複雑化していく広告代理店ビジネス
私はかつて広告代理店の営業担当でした。そのため、いま広告主側にいて「広告代理店とのパートナーシップ」について考えると、複雑な思いを抱きます。
広告代理店と広告主の関係には、さまざまな歴史的経緯があります。現在、世界的なネットワークを誇るメガエージェンシーは、「代理人」というその名の通り、広告主企業のグローバル展開と一緒にオフィスを増やしていくほど、ビジネスネスパートナーとして密接な付き合いをしていました。
ビジネスコンサルティングやマーケティングリサーチといった専門性の高い機能も、かつては広告代理店にとって重要な業務領域でした。それが次第に、クリエイティブやメディア、ダイレクト、プロモーションといったマーケティングコミュニケーション領域に集約され、高度に専門的になるにつれて、二極化していきます。
その一つは、業界の変化に合わせて柔軟に専門的な機能に特化していく小規模から中規模のショップが多く生まれていくこと。

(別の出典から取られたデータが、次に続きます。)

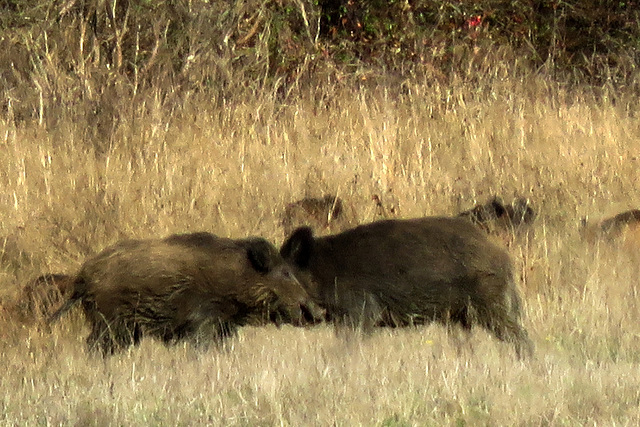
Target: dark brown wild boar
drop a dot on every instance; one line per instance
(195, 286)
(405, 272)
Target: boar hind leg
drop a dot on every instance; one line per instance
(506, 327)
(111, 337)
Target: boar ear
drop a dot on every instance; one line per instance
(298, 247)
(261, 254)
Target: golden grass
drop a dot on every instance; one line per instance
(425, 147)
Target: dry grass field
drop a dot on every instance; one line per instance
(423, 148)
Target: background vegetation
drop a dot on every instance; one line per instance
(138, 119)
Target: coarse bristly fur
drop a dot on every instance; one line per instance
(403, 272)
(42, 296)
(195, 286)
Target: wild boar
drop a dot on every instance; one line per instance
(196, 286)
(408, 272)
(45, 294)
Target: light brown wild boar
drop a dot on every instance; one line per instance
(407, 272)
(196, 286)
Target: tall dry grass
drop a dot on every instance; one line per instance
(230, 168)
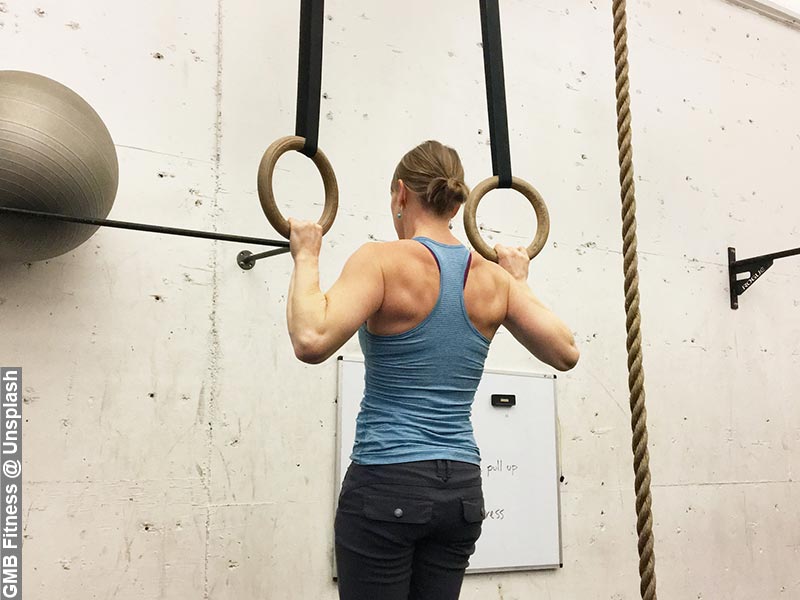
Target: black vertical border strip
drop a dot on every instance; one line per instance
(309, 73)
(495, 91)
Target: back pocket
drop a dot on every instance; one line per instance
(397, 509)
(474, 511)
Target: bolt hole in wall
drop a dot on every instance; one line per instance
(171, 434)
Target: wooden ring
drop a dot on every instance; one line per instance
(524, 188)
(267, 195)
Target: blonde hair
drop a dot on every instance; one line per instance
(434, 172)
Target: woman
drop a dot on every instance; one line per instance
(426, 309)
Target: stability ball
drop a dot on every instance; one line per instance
(56, 155)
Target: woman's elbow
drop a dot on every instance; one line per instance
(309, 349)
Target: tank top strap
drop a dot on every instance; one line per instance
(453, 261)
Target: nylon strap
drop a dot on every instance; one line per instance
(496, 91)
(309, 73)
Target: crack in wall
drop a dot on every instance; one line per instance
(214, 341)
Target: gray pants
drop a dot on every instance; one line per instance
(406, 531)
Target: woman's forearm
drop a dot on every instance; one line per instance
(305, 307)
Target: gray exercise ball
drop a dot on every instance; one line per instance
(56, 155)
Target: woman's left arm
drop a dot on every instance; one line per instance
(320, 323)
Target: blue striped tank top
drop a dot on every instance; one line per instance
(419, 385)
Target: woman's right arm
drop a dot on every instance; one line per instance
(530, 322)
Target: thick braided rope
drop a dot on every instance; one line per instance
(641, 457)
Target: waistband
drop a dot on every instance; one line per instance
(423, 473)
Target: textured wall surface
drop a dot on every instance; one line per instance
(175, 449)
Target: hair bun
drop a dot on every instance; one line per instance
(445, 193)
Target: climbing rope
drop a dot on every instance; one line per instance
(641, 457)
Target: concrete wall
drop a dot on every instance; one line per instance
(174, 448)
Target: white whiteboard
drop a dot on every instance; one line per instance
(519, 463)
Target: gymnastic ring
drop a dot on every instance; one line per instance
(524, 188)
(267, 195)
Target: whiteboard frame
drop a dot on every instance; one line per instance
(339, 467)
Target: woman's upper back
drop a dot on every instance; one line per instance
(412, 285)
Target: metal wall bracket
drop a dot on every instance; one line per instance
(754, 267)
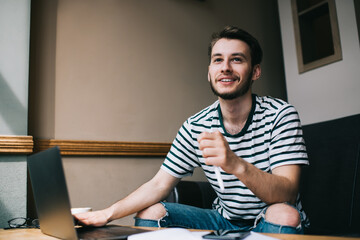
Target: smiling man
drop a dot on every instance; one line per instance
(255, 141)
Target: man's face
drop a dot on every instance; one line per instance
(230, 71)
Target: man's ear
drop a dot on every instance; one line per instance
(256, 72)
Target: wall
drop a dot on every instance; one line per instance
(14, 65)
(331, 91)
(131, 71)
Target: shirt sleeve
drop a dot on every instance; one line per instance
(181, 159)
(287, 143)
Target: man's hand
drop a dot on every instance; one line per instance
(96, 218)
(216, 151)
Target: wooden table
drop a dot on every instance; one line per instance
(35, 234)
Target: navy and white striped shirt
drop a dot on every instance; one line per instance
(271, 137)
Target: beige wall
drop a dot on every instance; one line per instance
(330, 91)
(131, 71)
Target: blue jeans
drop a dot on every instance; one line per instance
(184, 216)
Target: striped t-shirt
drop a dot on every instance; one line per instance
(271, 137)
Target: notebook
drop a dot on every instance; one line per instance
(53, 204)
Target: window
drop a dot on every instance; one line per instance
(316, 33)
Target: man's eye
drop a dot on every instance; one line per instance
(217, 60)
(237, 60)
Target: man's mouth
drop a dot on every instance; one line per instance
(227, 80)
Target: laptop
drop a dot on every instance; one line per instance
(53, 204)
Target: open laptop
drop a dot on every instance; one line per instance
(53, 204)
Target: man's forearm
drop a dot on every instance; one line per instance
(280, 186)
(146, 195)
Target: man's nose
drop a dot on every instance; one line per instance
(226, 66)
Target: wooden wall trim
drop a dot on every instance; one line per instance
(16, 144)
(26, 145)
(105, 148)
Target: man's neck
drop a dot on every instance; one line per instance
(235, 112)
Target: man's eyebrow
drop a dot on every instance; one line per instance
(239, 54)
(233, 54)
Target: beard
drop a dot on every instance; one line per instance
(235, 94)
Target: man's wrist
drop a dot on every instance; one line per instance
(109, 213)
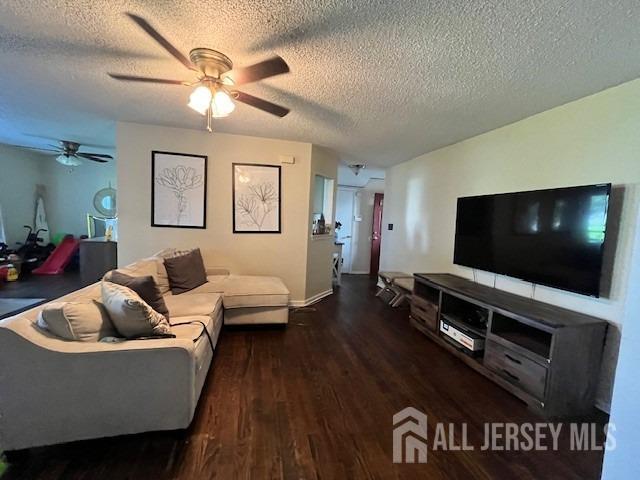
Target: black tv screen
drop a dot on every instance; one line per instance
(548, 237)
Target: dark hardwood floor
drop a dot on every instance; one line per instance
(48, 287)
(315, 400)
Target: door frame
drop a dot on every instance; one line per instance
(352, 190)
(377, 197)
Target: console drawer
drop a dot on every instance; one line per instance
(425, 312)
(516, 369)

もう一つは、そのようなエキスパートであるショップの集合体として、少数の大規模資本が生まれ、コングロマリット化していくことです。広告代理店ビジネスは競争的に複雑になっていきますが、それはマーケティング領域の拡大やテクノロジーの進化、メディア業界の推移、そして広告主のビジネスの変化に伴った必然的な流れと言えるでしょう。